Severe acute respiratory syndrome coronavirus 2 (SARS-CoV-2), designated as coronavirus disease 2019 (COVID-19), had swept the world as a dreaded pandemic. It had been shown to affect almost every organ of the body, and the placenta was no exception. The involvement of the placenta is significant as it can impact the course of pregnancy, affecting the growth and further development of the fetus. The placenta is a large disk, and the responses of placental tissue to various diseases are limited. Thus, several maternal conditions can produce similar effects to a lesser or greater extent. Besides, if lesions are small and peripheral, they are devoid of significant maternal or fetal outcomes. Though the placenta was initially thought to be a barrier against COVID-19, few studies have suggested vertical transmission of the virus through the placenta.[1] The placenta can be involved either directly due to the virus, or indirectly by modifying the maternal environment (inflammation or defective oxygenation).[2] As COVID-19 was a relatively new disease, there were hardly any past experiences and many articles (from few to large numbers to meta-analysis) have been published on placental histopathology in mothers infected by COVID-19 with variable results.

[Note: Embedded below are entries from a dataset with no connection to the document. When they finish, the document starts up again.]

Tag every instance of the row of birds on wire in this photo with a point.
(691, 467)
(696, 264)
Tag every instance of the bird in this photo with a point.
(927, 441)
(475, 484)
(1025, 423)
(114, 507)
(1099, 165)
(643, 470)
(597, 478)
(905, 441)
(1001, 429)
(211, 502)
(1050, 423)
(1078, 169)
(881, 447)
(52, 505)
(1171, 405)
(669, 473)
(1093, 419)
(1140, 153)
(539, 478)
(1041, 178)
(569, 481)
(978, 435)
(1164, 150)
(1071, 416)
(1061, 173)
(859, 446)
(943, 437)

All variants of the virus interact with acetylcholine 2 receptors that are located on the trophoblasts, endothelial cells, and vascular smooth muscle.[1] The spectrum of lesions that have been described in the placentae of COVID-19-infected mothers can be grouped as maternal malperfusion-related alterations (increased peri-villous fibrin deposition, increased syncytial knots, infarction, calcification, or hemorrhage), fetal malperfusion-related changes (chorangiosis or delayed villous maturation), placentitis (chronic villitis, deciduitis, or chorioamnionitis), and increased intervillous thrombosis.[3] The most common lesions observed were maternal or fetal malperfusion-related lesions. Among the maternal malperfusion-related lesions, increased peri-villous fibrin deposition (a sign of trophoblastic damage) is the most common, followed by intervillous thrombosis that is related to hypercoagulability of the intervillous space.[4]
In the article published in this issue, Lad et al.[5] have performed a prospective case–control study on the placental histopathology of 100 COVID-19-positive mothers and an equal number of gestational age-matched controls. All patients with obstetric complications, pregnancy-related disorders, and associated conditions such as diabetes mellitus were rightly excluded as they could have given rise to confounding results. They have compared changes between asymptomatic and symptomatic patients. They did not find any histologic correlation between the asymptomatic cases and the symptomatic cases. Furthermore, in the symptomatic patients, the severity of the disease also did not seem to affect the placental changes. The authors have found peri-villous fibrin deposition, fibrinoid necrosis of villi, infarction, intervillous thrombosis, and calcification, which were comparable in both groups (statistically not significant). Acute intervillositis was the only finding that appeared significant, but was comparable in both groups.
Overall, most studies have shown an increased incidence of inflammatory and ischemic pathology in the infected placentae.[1,4,6,7] However, the studies have not specified the extent of involvement. An occasional study has reported massive peri-villous fibrin deposition seen in 82% of cases, and in the majority of cases, it was reported as “diffuse” or specified as involving more than 50% of the parenchyma.[6] Excessive peri-villous fibrin deposition is believed to be a pathological immune reaction and has been described in response to varied causes, such as preeclampsia, hemolysis, elevated liver enzymes, and low platelets (HELLP) syndrome, and rarely viral infections in pregnancy.[4] Another prospective analytical study from India[8] describing placental pathology in 174 cases concluded that abnormal placental histopathology can be seen in almost 50% of cases and maternal vascular malperfusion was the most common finding; when seen, it was associated with poor pregnancy outcome. However, they did not compare their findings with non-COVID-19 controls.
Though the virus has been demonstrated within the placenta by various tests, the incidence of vertical transmission is very low and has been described by very few researchers, such as Vivanti et al.[1] The pregnancy outcome can range from preterm delivery, low birth weight, and growth retardation, to stillbirths.[9] Lad et al.[5] have reported in their study that there was no adverse pregnancy outcome in the form of growth restriction or fetal deaths.
Many studies that described placental changes in COVID-19-positive mothers claimed that these were significant.[1,4,7] In contrast, some studies showed that there were no relevant differences in placental histopathologic patterns between SARS-CoV-2-infected pregnant women and noninfected controls with similar maternal characteristics.[2,3,10] These conclusions were like those derived by the authors of the current article. Hence, though a spectrum of pathologies has been observed in the placenta of COVID-19-affected mothers, it should be noted that, with a large sample size and adequate control group, there have been no characteristic findings that are exclusive to COVID-19.